Densho Digital Archive
Densho Visual History Collection
Title: Joseph Frisino Interview
Narrator: Joseph Frisino
Interviewers: Jenna Brostrom (primary), Stephen Fugita (secondary)
Location: Seattle, Washington
Date: June 20 & 21, 2000
Densho ID: denshovh-fjoseph-01-0013

<Begin Segment 13>

SF: So when you got drafted, did, did you feel that you were really going to make a contribution by potentially being able to help stop Hitler? How did you see that, your role when got drafted into the, into the army?

JF: I don't really know, (Steve). I think that I... my first inclination would be to say that I thought well, now maybe something was going to happen. But I'm not sure that I felt that way. Certainly it made, it made me aware of how, what a long way we had to go to get prepared. I mean, I was drafted, we had absolutely nothing to train with. Not only did we have nothing to train with, but nobody had any training plan. We, a lot of us from Baltimore/Pennsylvania area went to Fort Knox and trained with the 1st Armored Division. We were there for housing and, quartering is what I think they -- food and quartering or something like that. I'm not quite sure what the phrase was.

But there were no weapons, and there was, there was no -- the army was put in a position of having to take in thousands and thousands of men and literally not knowing what the hell to do with them. I mean, what we did was walk. I mean, we walked for miles and miles and miles over, over the Kentucky countryside. And that was the only, that was the only thing that we did as a group because there was, there was nothing to do and there was nothing to do it with. We finally got on the rifle range, and we had World War I British Enfield rifles on the firing range. And we had no, there were no tanks. We had no tanks. We had no anti-tank weapons. So we learned in a tremendous hurry how far behind we were as far as, you've got twenty thousand people here, which is virtually division size, but fire power, training, and so forth, you've got zero. You couldn't stand up against a good German platoon, for God's sake, with twenty thousand men there's just nobody who's, to speak of, has fired a weapon.

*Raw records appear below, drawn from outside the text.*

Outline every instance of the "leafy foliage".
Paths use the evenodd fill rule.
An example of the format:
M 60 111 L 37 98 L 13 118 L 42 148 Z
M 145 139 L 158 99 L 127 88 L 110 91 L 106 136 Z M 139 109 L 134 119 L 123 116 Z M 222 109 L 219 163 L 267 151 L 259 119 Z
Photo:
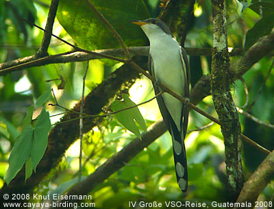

SF: How did they, how did that happen where you've got the masses of the American public knowing that you've got this horrendous force that they're probably going to have to contend with, and yet the military and the politicians are kind of standing on their hands or sitting on their hands, and you've got nothing happening here, and people are anticipating this great problem that they're going to have to deal with?

JF: I don't know. I, I, they say that one of the reasons for the famous "death march" on Bataan was because all of a sudden the Japanese captured, I don't know how many thousands and thousands of American prisoners, and they didn't know what to do with them. They had no food, they had no, not enough guards, they had no water, they had no sanitation, they had no place to put these people. All of a sudden they've got 'em. And chaos is what resulted. And I think that the military was in the same boat. They knew they were, they knew that all these people were going to descend upon them, but knowing and being, having the time and the ability and the money to do something with them was an entirely different thing. If you, there just wasn't, just wasn't the time from, from the first volunteer group joining the army, until the first draft, drafted people joined the army. There simply wasn't time to do, to get this set up.